The combination of acetaminophen and hydrocodone is generally considered safe and highly effective for a number of pain-related conditions. The potential hepatoxicity, also known as liver toxicity, associated with acetaminophen is one of the reasons drugs containing adetaminophen are generally considered best on a short-term basis only. The recommended single dosage for acetaminophen is one gram (1,000 mg), with a maximum daily dosage recommendation of four grams (4,000 mg). Exceeding the daily dosage of four grams could potentially cause serious damage to the liver, in which case the administration of an antidote medication might be required. Caution is always advised when using acetaminophen for sustained periods of time.

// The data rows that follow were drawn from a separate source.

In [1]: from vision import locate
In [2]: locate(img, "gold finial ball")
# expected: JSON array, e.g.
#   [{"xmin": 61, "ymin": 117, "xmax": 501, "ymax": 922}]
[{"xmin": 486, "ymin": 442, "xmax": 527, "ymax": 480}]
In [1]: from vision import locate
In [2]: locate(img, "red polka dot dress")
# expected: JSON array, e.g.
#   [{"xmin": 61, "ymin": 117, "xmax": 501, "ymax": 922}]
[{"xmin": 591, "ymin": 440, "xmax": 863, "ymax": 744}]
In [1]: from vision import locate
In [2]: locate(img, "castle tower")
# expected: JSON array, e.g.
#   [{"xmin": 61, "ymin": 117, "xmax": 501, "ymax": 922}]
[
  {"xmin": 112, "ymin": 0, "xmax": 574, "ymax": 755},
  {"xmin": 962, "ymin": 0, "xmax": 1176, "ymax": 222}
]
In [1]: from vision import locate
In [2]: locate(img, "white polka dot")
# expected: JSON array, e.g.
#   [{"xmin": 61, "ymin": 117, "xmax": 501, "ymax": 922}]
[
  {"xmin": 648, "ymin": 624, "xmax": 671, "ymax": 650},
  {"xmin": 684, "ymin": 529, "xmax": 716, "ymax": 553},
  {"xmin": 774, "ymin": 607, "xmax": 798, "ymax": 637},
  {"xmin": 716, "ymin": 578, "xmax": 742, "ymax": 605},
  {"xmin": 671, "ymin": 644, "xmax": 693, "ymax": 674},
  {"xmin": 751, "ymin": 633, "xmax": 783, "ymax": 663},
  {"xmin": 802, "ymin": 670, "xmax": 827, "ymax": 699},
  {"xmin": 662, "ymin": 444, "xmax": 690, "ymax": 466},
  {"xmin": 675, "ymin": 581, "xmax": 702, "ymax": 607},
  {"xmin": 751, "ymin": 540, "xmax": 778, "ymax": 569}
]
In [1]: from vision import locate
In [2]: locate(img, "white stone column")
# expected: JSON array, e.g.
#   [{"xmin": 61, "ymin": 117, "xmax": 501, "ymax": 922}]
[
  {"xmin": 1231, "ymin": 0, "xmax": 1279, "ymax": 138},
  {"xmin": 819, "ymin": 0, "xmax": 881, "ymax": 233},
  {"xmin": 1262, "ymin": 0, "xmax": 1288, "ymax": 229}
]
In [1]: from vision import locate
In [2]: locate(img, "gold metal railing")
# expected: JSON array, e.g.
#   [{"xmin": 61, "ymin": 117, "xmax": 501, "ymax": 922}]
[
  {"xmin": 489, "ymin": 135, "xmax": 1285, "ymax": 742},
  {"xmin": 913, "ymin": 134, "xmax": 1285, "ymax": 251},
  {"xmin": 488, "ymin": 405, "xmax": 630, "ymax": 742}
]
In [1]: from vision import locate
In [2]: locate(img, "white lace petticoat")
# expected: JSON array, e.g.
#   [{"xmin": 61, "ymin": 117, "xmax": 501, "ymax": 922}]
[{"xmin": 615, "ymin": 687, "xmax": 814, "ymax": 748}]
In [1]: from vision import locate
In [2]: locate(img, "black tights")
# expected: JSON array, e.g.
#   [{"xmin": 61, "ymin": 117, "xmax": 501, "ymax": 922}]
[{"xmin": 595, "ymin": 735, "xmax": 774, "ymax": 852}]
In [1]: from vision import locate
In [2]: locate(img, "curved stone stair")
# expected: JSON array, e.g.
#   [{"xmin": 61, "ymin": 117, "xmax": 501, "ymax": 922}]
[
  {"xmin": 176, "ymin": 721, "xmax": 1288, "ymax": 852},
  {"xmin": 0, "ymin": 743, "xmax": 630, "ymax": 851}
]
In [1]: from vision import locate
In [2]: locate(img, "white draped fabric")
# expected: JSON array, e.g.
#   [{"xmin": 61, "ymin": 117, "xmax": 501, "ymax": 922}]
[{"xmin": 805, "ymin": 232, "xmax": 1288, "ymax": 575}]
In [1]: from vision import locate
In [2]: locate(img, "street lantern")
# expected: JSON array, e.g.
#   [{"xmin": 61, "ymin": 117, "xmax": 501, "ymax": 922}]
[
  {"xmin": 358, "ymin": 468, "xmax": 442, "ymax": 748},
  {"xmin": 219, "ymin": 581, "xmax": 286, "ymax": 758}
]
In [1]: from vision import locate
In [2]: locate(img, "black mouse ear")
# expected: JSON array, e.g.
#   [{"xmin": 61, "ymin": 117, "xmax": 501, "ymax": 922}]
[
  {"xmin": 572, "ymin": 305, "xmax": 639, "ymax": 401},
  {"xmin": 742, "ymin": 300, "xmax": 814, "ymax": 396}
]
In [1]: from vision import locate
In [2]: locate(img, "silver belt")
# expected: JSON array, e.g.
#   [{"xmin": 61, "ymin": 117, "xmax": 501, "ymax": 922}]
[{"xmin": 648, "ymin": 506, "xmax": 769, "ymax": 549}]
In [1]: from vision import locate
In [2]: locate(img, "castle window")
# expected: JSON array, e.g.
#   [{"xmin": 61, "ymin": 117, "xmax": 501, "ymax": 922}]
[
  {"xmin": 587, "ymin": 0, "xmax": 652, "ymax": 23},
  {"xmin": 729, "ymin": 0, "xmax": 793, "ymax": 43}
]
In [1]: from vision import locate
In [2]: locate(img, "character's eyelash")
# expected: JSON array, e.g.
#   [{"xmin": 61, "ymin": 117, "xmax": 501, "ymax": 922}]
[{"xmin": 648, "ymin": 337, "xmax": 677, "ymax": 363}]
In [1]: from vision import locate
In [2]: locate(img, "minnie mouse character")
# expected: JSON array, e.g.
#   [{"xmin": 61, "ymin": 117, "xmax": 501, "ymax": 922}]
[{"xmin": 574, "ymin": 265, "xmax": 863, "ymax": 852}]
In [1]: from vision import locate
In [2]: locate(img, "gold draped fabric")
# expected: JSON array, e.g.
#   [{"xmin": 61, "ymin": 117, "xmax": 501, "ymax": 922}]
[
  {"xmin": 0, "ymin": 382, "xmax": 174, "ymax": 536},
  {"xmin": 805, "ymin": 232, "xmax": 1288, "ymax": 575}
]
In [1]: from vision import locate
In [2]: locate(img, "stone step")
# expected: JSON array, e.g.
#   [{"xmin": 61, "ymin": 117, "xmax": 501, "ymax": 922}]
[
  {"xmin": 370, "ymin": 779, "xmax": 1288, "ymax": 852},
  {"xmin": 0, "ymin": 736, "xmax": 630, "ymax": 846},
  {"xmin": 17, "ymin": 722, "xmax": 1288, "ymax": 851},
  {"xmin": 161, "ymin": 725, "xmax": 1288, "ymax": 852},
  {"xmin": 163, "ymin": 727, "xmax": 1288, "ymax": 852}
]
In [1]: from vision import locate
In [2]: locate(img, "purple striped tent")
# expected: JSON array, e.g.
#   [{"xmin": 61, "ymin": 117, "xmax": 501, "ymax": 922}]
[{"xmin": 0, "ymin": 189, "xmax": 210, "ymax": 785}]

Hydrocodone is an opiate drug, in the same class as heroin, and it has a high potential for abuse. Ingesting hydrocodone in excessive amounts can produce an intense feeling of euphoria, which is similar in nature to the euphoria produced by other opiate drugs. If products containing acetaminophen and hydrocodone are ingested on a long-term basis, addiction to hydrocodone is quite likely, which is another reason prescription drugs like Vicodin® are typically prescribed on a short-term basis only.